El paignon, y aunque la mayor parte de definiciones que de él se encuentran son anodinas, mi manera de llevarlo a cabo es sencilla; indicar a sus estudiantes que deberán pensar cada uno en una idea absurda y buscar razones para creerla realmente, o una idea polémica y de poca aceptación popular.
Pasará uno por uno a presentar su idea a la clase, mientras como docente usted hará el papel de Mefistófeles, dando consejos para contestar y responder tanto a los espectadores como al expositor; así ellos irán descubriendo qué argumentos son válidos, qué argumentos falaces suelen utilizar con facilidad los políticos, predicadores, líderes estudiantiles o sindicales y otros personajes que emplean la Retórica para el expolio o el sometimiento de las personas.
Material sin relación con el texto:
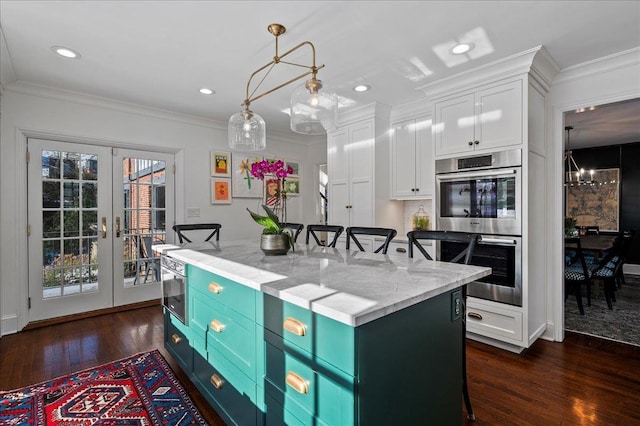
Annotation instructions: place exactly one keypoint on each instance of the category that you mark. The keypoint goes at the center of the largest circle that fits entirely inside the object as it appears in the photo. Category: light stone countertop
(352, 287)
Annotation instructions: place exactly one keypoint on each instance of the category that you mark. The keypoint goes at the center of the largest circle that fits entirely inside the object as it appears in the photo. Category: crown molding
(511, 66)
(624, 59)
(43, 91)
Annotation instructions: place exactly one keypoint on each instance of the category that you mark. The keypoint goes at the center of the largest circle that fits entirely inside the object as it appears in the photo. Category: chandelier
(313, 105)
(575, 175)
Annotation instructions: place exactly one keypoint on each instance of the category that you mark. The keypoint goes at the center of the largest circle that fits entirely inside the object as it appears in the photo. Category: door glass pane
(143, 183)
(69, 262)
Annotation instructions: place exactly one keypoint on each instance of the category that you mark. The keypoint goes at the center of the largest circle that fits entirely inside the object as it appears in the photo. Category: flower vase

¿Qué logra con esto? Que el estudiante comprenda que el frente de la clase, el escenario, un podio o un foro son lugares donde debe sentirse cómodo, que debe expresarse con familiaridad, que debe estructurar sus ideas y tener en claro que aquello que expresa debe presentar un respaldo (de paso entender la dificultad o la complejidad de exponer un tema, tal y como usted lo hace día con día).